Scholarly articles provide context to the factualness of statements in Wikidata, similar to the [citation needed] in Wikipedia. And just like the cited references in each scholarly article itself. The citation network is general seen as an essential part of (doing) science, even without citation intention annotation. Nowadays, citations are mostly open, but this took very serious lobbying by the Initiative for Open Citations and not every publisher reacted immediately. But now that they are open, projects like OpenCitations are making this citation network FAIR.

Therefore, when an article is cited as reference in Wikidata, I think that the articles (and other research output) cited in that article is part of the reference. After all, it is really hard to understand any article without the details in the cited articles. So, getting these citations between article into Wikidata deepens the knowledge captured by Wikidata. Of course, Wikidata is also one of the few places where we can capture the citation intentions at all.

Adding these citations manually is cumbersome but sometimes needed as these citations are not open or not FAIR yet. Fortunately, in many cases we can automate the process, for which I wrote a Bacting-cased script. Until recently, the script takes as input a single DOI or a list of DOIs as input, and for each DOI looks up in OpenCitations if it cites other article DOIs and is cited by other DOIs.

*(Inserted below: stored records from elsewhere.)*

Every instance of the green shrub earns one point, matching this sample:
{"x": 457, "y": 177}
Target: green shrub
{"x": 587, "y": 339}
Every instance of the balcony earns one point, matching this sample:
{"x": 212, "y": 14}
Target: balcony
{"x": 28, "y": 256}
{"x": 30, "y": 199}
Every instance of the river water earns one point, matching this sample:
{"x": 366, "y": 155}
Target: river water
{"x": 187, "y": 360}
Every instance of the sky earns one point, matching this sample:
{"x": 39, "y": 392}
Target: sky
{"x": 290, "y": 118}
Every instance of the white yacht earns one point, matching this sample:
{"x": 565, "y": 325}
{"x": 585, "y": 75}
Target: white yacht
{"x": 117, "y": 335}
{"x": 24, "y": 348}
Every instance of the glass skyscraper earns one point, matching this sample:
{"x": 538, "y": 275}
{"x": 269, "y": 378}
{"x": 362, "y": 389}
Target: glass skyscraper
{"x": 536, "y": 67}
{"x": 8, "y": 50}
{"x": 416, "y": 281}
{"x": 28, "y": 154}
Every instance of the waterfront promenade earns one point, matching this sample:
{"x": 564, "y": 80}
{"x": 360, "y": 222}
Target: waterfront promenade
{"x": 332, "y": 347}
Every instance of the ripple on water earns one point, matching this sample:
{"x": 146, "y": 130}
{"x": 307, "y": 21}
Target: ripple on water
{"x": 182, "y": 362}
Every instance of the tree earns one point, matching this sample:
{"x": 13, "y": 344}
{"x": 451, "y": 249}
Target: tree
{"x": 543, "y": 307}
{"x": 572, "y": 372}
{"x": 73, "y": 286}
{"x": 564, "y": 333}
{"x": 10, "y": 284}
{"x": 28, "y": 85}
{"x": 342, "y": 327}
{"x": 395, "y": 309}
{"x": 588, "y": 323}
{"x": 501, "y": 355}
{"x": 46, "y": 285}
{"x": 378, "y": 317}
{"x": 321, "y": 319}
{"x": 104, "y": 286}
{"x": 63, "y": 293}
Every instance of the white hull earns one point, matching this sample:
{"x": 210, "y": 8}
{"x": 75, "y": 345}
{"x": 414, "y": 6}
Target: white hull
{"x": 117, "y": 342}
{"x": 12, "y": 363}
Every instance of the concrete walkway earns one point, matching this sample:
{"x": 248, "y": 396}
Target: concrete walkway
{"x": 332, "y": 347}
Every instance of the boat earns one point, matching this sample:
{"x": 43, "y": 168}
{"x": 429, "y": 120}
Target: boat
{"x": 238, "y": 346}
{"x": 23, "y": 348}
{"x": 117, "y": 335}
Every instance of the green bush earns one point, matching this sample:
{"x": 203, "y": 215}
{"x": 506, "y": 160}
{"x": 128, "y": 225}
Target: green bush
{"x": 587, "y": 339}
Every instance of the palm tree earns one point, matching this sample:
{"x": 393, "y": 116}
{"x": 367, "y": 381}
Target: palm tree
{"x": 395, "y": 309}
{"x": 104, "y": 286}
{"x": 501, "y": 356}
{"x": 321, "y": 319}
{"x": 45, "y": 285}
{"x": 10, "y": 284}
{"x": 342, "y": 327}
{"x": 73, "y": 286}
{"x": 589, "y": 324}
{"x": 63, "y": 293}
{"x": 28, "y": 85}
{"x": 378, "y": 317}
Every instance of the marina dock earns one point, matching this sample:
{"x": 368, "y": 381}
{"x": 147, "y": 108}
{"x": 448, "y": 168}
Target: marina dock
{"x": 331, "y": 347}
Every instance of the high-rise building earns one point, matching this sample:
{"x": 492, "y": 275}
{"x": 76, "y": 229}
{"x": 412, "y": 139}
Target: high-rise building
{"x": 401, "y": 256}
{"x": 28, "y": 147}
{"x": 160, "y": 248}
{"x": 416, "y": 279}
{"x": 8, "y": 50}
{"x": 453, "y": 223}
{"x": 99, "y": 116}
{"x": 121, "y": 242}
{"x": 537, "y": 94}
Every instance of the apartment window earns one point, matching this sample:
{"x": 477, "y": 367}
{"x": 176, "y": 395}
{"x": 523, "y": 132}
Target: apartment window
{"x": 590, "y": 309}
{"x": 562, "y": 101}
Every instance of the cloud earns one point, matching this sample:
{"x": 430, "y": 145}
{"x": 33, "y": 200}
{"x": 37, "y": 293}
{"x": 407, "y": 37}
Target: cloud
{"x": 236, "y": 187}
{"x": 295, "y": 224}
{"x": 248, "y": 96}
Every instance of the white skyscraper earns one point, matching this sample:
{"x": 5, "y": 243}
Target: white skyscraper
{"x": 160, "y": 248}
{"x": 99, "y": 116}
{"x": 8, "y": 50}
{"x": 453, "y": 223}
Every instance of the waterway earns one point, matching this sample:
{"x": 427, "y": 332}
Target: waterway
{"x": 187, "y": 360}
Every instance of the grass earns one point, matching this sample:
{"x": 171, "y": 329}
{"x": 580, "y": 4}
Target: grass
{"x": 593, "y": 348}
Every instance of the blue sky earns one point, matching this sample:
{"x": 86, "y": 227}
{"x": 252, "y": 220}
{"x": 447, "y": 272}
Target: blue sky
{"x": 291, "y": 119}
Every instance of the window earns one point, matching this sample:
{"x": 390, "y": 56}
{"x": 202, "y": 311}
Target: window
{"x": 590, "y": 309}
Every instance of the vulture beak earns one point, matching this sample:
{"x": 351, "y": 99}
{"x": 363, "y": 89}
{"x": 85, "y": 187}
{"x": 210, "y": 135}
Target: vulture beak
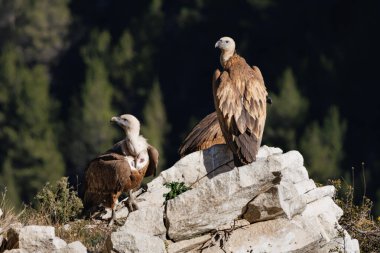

For the cited and citing DOIs it checks if those are in Wikidata and (only) if they are in Wikidata, then it create QuickStatements. The result can look like this:

The script also needs a OpenCitation token, which you can get here. This is how I run the code from the command line (with the token in the TOKEN environment variable), for a single DOI:

groovy quickstatements.groovy -t ${TOKEN} -d 10.1002/JLAC.18721620110 | tee output.qs

A list of DOIs is provided as a text file, with one DOI on one line. I then use the -l parameter (oh, here DOIs of works by Shyamala Gopalan, mother of Kamala Harris):

groovy quickstatements.groovy -t ${TOKEN} -l harris_dois.txt | tee output.qs

But last weekend I created a new feature. To enrich the profiles of authors, for example Nobel Prize winners, mothers of, or famous chemists, previously I would create a list of DOIs, now I have the script do that:

So, today I could add the citation network for any arbitraty author, e.g. Carolyn Bertozzi, I just pass the Wikidata QID:

groovy quickstatements.groovy -t ${TOKEN} -a Q7442 | tee output.qs

I can imagine that in the future the script will have more such options, to do the same for many authors at some affiliation, or all DOIs for a certain journal.